The future of the U.K.'s nuclear industry will be decided on one number: the price the government's willing to guarantee Electricite de France SA will get for generating atomic power.

EDF and government officials will negotiate the so-called strike price for new nuclear power plants by the end of the year. To ensure the Paris-based utility makes a final decision on a new reactor in southwest England, the U.K. must set a price between 95 pounds ($148) and 105 pounds a megawatt-hour in 2020, double the level power trades at today, according to Bloomberg New Energy Finance.

(...)

When negotiating with the department of energy, EDF will argue that costs of nuclear have increased significantly given delays at reactor construction sites in France and Finland, as well as post-Fukushima safety precautions, according to Bloomberg New Energy Finance analyst Brian Potskowski.

Increased Capital Costs

Based on increased capital costs and a rate of return of 10 percent to 11 percent, the company will need a guaranteed power price of 95 to 105 pounds, he said.

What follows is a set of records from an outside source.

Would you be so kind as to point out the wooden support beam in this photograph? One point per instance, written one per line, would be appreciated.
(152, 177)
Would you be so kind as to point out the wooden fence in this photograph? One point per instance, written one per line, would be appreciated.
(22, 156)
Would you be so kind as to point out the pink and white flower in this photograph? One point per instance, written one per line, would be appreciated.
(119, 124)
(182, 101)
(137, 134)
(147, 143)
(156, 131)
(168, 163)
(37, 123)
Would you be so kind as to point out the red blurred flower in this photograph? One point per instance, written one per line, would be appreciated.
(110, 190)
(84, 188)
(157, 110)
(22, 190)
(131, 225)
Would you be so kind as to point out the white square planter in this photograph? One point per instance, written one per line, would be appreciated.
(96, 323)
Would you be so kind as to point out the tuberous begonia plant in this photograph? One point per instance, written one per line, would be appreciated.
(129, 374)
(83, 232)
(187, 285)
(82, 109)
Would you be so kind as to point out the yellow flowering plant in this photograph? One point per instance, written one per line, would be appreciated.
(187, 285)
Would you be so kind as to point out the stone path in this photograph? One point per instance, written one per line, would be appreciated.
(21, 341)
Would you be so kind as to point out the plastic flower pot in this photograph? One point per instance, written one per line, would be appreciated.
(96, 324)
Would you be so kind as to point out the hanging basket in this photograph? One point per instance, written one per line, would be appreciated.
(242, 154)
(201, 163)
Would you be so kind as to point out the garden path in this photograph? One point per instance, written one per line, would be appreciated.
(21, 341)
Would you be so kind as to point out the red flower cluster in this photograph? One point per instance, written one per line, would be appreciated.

The upper limit on this strike price is 130 pounds, which is the compensation level for offshore wind, he added.

"If the U.K. government really wants new nuclear built, there aren't any other options on the table other than EDF and Centrica," Daniel Grosvenor, head of Deloitte LLP's nuclear team in London, said in a telephone interview. "All the utilities are going to look at this as a robust investment decision. No one is going to take a punt."

"robust" is one of these new corporate buzzwords...


Wind power

by Jerome a Paris (etg@eurotrib.com) on Thu Jul 19th, 2012 at 10:43:20 AM EST
Heh. I say let the free market decide! That'll surely result in no plants at all getting built (at best some gas plants), and then we'll get an actual phyisical lack of power, rolling blackouts and enormous price spikes which create "incentives" to build new plants, which will come online 5-10 years after the disaster strikes, while in the meantime rolling blackouts remain and all power-intensive industry is forced out of the country. :)

Markets yay, planning boo!!!11

Peak oil is not an energy crisis. It is a liquid fuel crisis.